What is your personal brand? How are you known? Is that how you want to be known? If yes, what can you leverage even more? If not, what are you doing that is diminishing your brand?
In other words, what is your reputation? And if it's not what you want it to be, then what are you doing to fix it?
Traditionally, when we think of branding, we think of products. From packaged goods giants like Crest toothpaste, Coke and Kellogg's Raisin Bran; to Molson Canadian or Heineken; to the Ford Mustang and the Porsche Carrera; to the iPhone and Blackberry; products, not people, have traditionally held the territory called "branding."
But it is an interesting concept to apply to ourselves as leaders. Just like famous brands like Coke, we are also known by certain attributes. And with the addition of technologies like Facebook, Linked In, Snapchat, Instagram, blogging, personal websites, and the media, the need to be crystal clear on your what your personal brand actually is – and what you are saying about yourself – is critical.
Think of some famous people, and you will get an idea of the power of personal branding. Hillary Clinton. Rob Ford. Elaine Dickenson. Gregor Robertson. Eugenie Bouchard. Bill Gates. Each of these people are well known – and they are known by the many things that make up their personal brands. They are known by their values, their passions, their interests, their strengths, their attitude, as well as their weaker areas and sadly, often by their mistakes. As Jeff Bezos, CEO of Amazon said: "A brand is what people say about you when you are not in the room."
Your personal brand should represent the value you are able to consistently deliver. To help you identify your personal brand and then set a plan to build off it, consider the following questions:
What are your values? Do you know? Do others know what you stand for?

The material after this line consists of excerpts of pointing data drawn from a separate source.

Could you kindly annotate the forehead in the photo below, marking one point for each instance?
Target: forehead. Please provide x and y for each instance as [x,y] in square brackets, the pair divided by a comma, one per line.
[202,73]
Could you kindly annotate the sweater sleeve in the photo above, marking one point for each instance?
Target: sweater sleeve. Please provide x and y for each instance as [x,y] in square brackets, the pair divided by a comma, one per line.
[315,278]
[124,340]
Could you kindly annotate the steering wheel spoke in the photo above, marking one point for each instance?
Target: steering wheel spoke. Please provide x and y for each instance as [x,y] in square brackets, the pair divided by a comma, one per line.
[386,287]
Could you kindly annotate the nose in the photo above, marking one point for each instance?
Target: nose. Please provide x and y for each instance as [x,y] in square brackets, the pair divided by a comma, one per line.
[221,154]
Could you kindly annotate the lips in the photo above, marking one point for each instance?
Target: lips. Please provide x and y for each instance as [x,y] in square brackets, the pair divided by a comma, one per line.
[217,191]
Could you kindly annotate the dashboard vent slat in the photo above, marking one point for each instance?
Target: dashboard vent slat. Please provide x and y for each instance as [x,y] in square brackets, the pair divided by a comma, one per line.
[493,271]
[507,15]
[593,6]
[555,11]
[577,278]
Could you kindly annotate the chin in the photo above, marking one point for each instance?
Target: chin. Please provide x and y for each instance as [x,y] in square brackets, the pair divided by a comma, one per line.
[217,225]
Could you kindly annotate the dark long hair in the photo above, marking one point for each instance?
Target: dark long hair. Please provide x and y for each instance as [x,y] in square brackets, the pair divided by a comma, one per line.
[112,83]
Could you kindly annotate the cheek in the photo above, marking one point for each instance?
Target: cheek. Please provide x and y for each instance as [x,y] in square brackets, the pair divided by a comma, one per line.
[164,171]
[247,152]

What are your passions and interests? Do you pursue them or have they taken a back seat to the business of life?
Are you clear on your strengths and do you adequately leverage them?
Are you clear on the areas that are diminishing your brand? Do you have a plan to address them?
It is very powerful to know the answers, because that will allow you to leverage your strengths and values, and position yourself for the next big project or promotion. It will help you launch a business that is aligned with who you are, what you stand for and what truly interests you and then attract the right customers that believe in the same thing (think Mountain Equipment Co-op or MEC). It will help you land a coveted job when you can present yourself with confidence and deep self-awareness.
Only you can protect and nurture your reputation. Only you can decide what you stand for and what you want to align yourself with. Only you can choose your predominant attitude and bring it. Only you can really determine what your personal brand will be.